Here is a summary of the results of a survey conducted by the ISEAS-Yusof Ishak Institute which is affiliated with Singapore’s government.

As per the results of a policy survey by the ISEAS-Yusof Ishak Institute which is affiliated with Singapore’s government, 70% of responders opine Southeast Asian economies should be more cautious in negotiating projects related to China’s Belt and Road Initiative (BRI) as it could potentially be a trap for unsustainable debt.

The survey also shows that Southeast Asian economies have also grown skeptical of U.S. commitments to the region as a source of security and as a strategic partner.

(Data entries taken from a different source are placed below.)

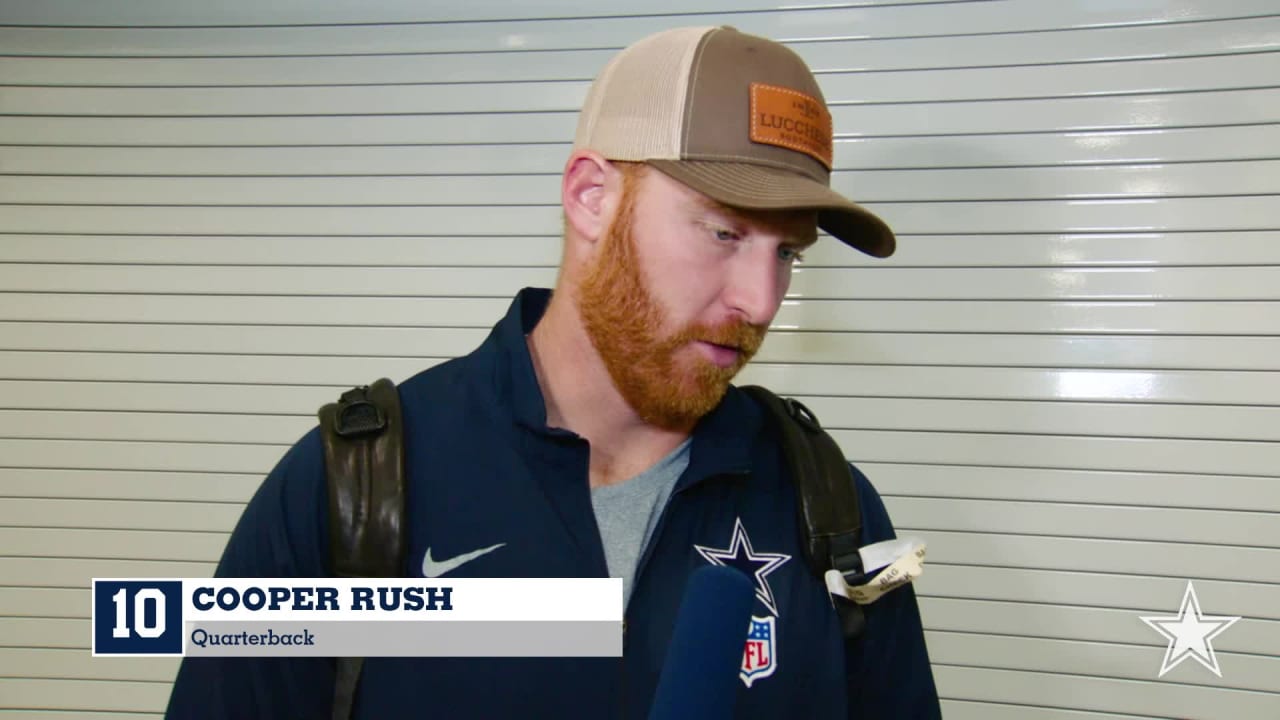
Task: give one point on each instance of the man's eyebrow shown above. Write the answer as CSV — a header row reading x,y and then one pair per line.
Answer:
x,y
745,214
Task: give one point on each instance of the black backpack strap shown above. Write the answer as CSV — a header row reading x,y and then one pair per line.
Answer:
x,y
826,499
364,455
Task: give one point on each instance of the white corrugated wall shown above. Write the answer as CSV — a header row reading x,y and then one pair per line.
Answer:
x,y
214,215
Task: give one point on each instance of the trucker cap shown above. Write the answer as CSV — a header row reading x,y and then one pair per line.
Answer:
x,y
735,117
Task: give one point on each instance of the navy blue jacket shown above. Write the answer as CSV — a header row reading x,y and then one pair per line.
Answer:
x,y
485,469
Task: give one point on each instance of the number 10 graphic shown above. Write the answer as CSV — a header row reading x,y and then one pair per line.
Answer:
x,y
140,613
137,618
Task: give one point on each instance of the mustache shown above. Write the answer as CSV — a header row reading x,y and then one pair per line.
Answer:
x,y
746,337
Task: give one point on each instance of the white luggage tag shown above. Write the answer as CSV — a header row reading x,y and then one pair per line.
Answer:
x,y
903,560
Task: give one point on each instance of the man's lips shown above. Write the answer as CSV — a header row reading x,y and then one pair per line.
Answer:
x,y
721,355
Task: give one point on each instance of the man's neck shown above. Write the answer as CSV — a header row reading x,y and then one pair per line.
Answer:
x,y
581,397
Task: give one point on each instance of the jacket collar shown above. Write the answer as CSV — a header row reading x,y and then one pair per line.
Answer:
x,y
722,440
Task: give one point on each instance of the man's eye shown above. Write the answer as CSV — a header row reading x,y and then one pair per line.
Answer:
x,y
790,255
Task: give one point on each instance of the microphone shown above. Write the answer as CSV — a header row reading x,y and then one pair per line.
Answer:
x,y
699,678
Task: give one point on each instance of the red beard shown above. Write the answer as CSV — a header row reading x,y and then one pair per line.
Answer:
x,y
624,322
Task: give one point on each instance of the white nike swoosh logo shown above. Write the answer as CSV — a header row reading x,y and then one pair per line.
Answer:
x,y
434,569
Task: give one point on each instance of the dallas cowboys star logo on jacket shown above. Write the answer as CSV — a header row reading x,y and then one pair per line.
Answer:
x,y
757,565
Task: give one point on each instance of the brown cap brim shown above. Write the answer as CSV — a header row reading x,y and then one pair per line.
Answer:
x,y
759,187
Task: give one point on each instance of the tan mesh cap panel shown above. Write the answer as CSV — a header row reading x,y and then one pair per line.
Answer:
x,y
735,117
636,105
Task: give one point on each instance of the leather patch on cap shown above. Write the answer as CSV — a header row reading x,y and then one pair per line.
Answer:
x,y
791,119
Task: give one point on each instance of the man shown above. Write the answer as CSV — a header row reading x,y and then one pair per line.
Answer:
x,y
595,431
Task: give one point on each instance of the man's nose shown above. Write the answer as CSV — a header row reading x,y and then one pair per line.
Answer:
x,y
757,286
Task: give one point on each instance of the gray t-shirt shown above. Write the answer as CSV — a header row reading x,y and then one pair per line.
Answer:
x,y
629,511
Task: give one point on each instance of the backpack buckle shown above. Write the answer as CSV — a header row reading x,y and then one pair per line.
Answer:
x,y
356,415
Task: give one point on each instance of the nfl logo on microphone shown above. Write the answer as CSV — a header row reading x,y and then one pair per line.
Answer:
x,y
759,656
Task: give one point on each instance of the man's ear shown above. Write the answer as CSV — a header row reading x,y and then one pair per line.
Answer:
x,y
586,194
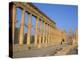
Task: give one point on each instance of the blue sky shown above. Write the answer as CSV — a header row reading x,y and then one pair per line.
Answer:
x,y
65,16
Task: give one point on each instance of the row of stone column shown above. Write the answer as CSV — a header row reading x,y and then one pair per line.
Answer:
x,y
47,34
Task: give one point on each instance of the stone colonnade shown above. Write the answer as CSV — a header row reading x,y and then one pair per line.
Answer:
x,y
45,35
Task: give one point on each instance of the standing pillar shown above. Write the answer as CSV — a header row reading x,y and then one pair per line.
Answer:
x,y
36,33
13,13
40,34
43,34
29,30
46,35
21,37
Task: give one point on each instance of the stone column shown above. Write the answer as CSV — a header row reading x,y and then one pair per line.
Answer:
x,y
21,33
29,30
49,34
46,35
36,32
40,34
13,20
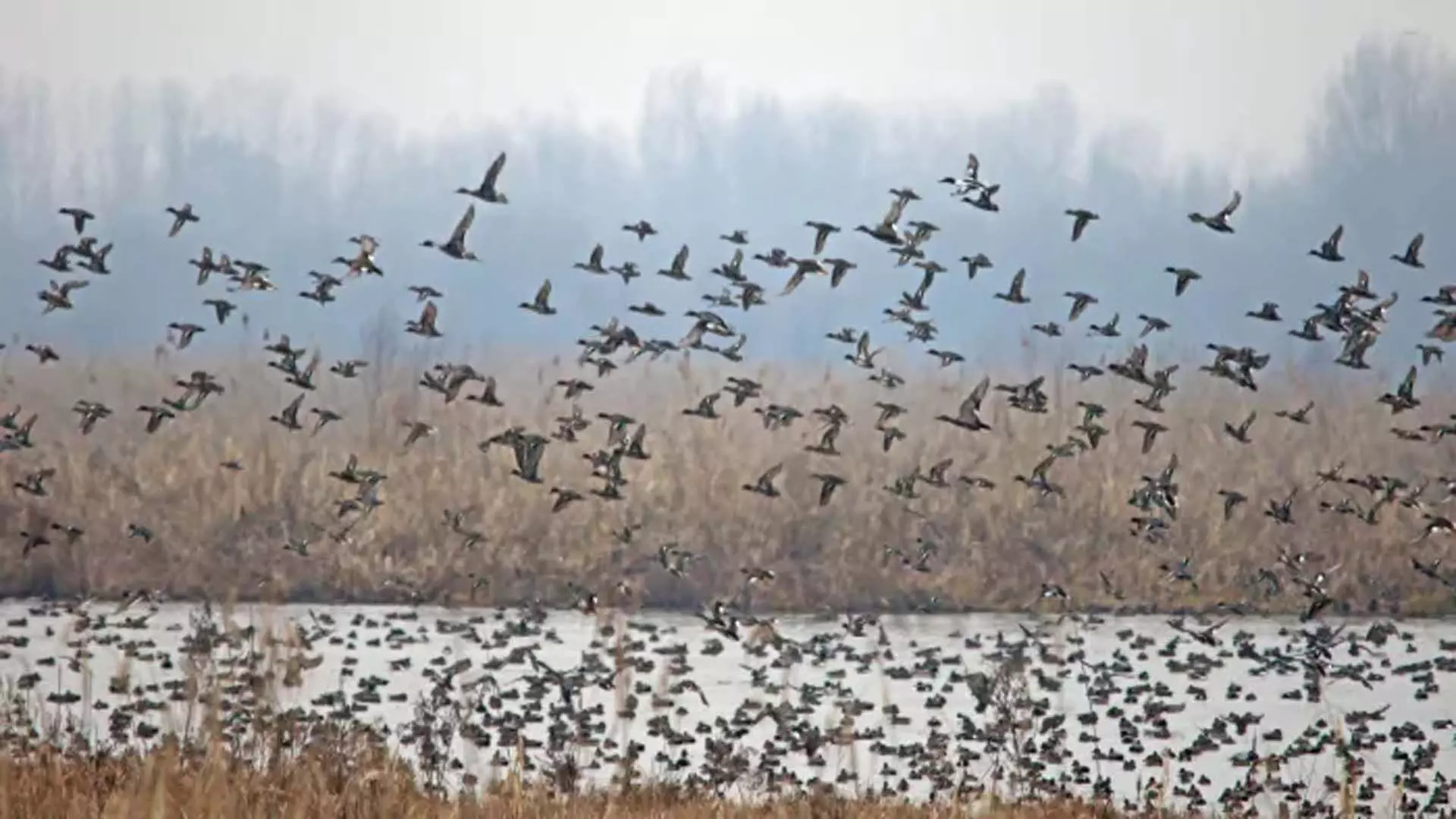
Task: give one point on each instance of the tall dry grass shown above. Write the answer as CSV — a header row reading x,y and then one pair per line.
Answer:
x,y
216,786
220,532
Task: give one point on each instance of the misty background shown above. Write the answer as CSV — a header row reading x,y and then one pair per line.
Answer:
x,y
289,190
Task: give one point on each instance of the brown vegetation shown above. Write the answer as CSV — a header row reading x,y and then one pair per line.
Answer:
x,y
213,784
220,532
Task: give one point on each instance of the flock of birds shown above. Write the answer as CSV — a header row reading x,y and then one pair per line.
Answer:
x,y
1357,315
1128,711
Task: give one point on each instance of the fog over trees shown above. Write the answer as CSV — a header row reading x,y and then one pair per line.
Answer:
x,y
289,191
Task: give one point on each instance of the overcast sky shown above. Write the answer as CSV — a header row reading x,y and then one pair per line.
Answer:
x,y
1237,77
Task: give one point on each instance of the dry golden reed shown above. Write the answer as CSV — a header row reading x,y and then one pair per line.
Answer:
x,y
216,786
220,532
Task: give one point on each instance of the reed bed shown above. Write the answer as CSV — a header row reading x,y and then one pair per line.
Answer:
x,y
215,786
218,532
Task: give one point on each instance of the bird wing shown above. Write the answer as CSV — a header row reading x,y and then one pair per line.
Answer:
x,y
494,172
1234,205
463,226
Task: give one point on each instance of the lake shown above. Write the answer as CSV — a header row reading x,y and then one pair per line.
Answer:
x,y
1123,700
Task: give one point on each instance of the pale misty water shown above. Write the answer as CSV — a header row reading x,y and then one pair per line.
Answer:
x,y
726,681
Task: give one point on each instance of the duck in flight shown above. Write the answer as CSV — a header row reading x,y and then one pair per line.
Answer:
x,y
455,246
487,191
1219,222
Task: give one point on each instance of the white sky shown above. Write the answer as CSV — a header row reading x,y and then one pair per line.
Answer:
x,y
1235,77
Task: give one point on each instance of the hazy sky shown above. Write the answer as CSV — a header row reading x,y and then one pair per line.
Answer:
x,y
1238,76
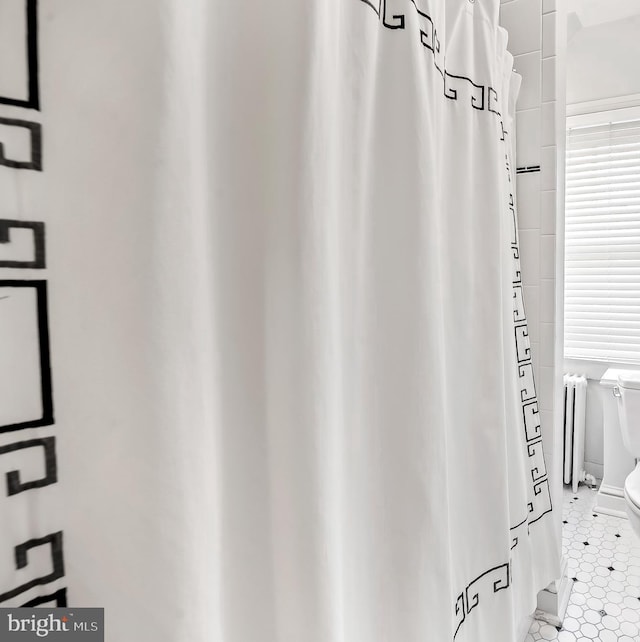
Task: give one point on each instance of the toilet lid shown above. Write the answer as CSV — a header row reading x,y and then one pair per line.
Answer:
x,y
632,486
629,379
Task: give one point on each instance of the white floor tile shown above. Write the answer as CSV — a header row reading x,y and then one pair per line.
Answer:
x,y
604,561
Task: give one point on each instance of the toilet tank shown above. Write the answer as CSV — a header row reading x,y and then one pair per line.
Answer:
x,y
628,393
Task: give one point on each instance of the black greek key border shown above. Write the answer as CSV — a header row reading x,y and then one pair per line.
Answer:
x,y
54,541
46,388
33,90
35,133
39,252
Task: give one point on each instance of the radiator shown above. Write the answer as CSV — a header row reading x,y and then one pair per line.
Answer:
x,y
575,404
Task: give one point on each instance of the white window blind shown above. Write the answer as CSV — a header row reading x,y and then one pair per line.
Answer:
x,y
602,248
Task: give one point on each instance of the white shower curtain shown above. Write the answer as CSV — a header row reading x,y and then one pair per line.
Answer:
x,y
293,392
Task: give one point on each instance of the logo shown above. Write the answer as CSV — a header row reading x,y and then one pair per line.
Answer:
x,y
52,625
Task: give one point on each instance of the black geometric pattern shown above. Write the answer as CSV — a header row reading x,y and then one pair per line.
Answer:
x,y
396,15
37,227
21,483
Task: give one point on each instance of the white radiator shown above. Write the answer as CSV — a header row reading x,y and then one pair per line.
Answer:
x,y
575,404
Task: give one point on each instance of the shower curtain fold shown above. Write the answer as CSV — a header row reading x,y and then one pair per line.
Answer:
x,y
292,369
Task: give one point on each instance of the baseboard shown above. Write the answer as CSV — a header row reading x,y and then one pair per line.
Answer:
x,y
553,600
597,470
610,501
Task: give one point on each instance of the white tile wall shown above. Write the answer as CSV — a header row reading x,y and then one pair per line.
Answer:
x,y
522,19
529,66
535,38
549,123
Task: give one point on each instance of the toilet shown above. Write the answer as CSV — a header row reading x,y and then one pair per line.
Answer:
x,y
628,393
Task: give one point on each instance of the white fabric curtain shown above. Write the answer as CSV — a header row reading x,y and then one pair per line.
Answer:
x,y
293,391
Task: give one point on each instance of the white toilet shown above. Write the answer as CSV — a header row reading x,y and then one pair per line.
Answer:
x,y
628,393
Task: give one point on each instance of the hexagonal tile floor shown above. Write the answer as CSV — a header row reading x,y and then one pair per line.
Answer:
x,y
604,561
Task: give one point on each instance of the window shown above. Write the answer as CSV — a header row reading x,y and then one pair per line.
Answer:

“The conventional wisdom that China holds sway in the economic realm while the United States wields its influence in the political-strategic domain will … need to be revisited in light of the survey results,” said ISEAS-Yusof Ishak Institute.

The survey polled 1,008 respondents from all ten nations from ASEAN with respondents drawn from government, academic, business communities, media and civil society.

Around 50% of the respondents stated, China’s flagship Belt and Road initiative would bring ASEAN “closer into China’s orbit,” while one third stated the project lacked transparency; 16% predicted that it would fail.

A huge majority opined, their governments “should be cautious in negotiating BRI projects, to avoid getting into unsustainable financial debts with China”; this view was strongest from Thailand, Malaysia, and the Philippines.

Already many countries in the West have accused China of placing associated with its Belt and Road initiative into a debt trap; China has denied the accusation.

Six out of ten respondents felt U.S. influence globally had shrunk from a year ago with two-thirds holding the believe that U.S. engagement with Southeast Asia countries have diminished.

Around a third said, they had little or no confidence in the U.S. as a strategic partner and provider of regional security.

Less than 10 participant viewed China as “a benign and benevolent power,” with almost 50% holding the view that China has “an intent to turn Southeast Asia into its sphere of influence”.

The authors of the study noted, “This result … is a wake-up call for China to burnish its negative image across Southeast Asia despite Beijing’s repeated assurance of its benign and peaceful rise.”